Buy-Rite is a very small store, not much large than the drinks-and-microwave area of a large gas station, but it is filled with bins and shelves and cases of wonderful food. There is produce, in- and out-of-season, which exists on the Tiffany level--i.e., each piece of fruit or vegetable is perfect, and you don't have to buy a pound to get one really good piece. The wines, cheeses, processed foods (not many of these) and beverages are all curated; someone, or a committe of someones, has tasted everything available on the market, and has chosen not the most popular or the most shelf-stable or the most environmentally clean product, but simply the best. There is Mexican Coke in bottles, for example, and there is Truffle Tremor goat cheese; there are cippoline onions, fresh and sweet, but there are no soggy canned cippolines nor "Coca Cola Family of Products" nor cheeses which might have met a goat in passing at one point in their lives but now only have a dopy-looking goat on the wrapper to comemorate this relationship.

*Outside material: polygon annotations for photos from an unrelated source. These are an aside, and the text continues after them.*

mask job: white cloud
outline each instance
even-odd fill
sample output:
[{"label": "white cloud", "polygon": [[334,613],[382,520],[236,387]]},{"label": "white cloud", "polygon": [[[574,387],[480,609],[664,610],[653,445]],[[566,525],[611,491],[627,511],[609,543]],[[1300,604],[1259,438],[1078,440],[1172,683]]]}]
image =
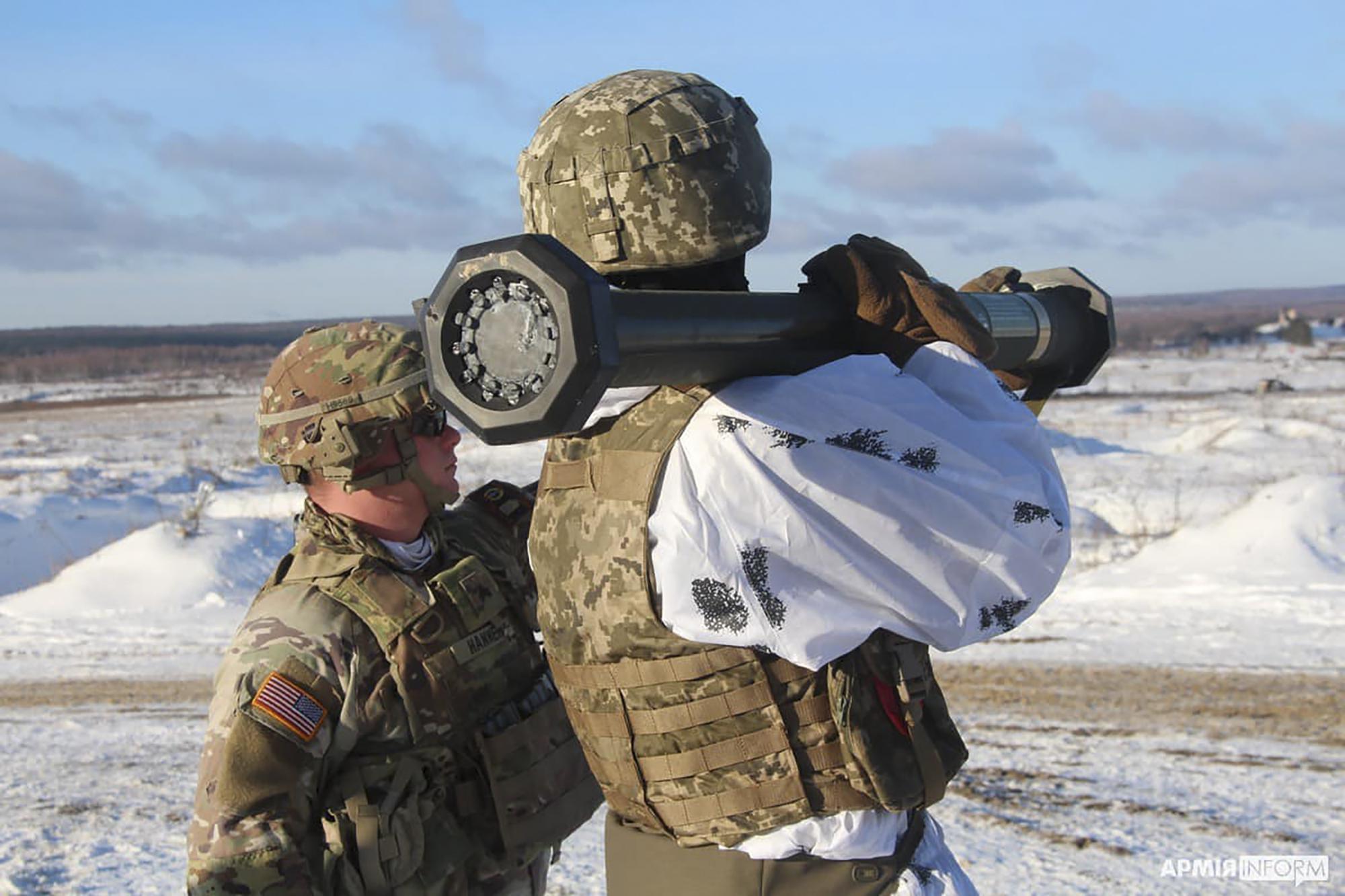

There are salumi and charcuterie and appetizing, all made in-house, and there are lovely baked goods made from real eggs and dairy products and good flour. And there is the entire line of Straus Dairy products, which to me evoke both Ronnybrook and Milk Thistle back home but do not make me miss them. There are fresh herbs and dried spices. Most important, there are a crew of lithe young people who somehow manage to dress a bin of yams, pardon themselves for being under your feet, and discuss with you the true meaning of the term "buttermilk".
These youngsters are the real gem of NorCal foodieism, if you ask us, because they seem to believe that food is to be respected, celebrated and shared, and they have not heard that in New York, anything that is hoarded grows more and more precious--so why should we tell you about our new favorite restaurant?
To finish up this day, we ended by having a very late breakfast indeed at Craig's Place, and we went out to an extremely late dinner at Ton Liang, possibly the best dim sum house in town. To symbolize the day in food we feature this picture of Fish Ball Soup with Spinach. There will be more to come after we digest a bit.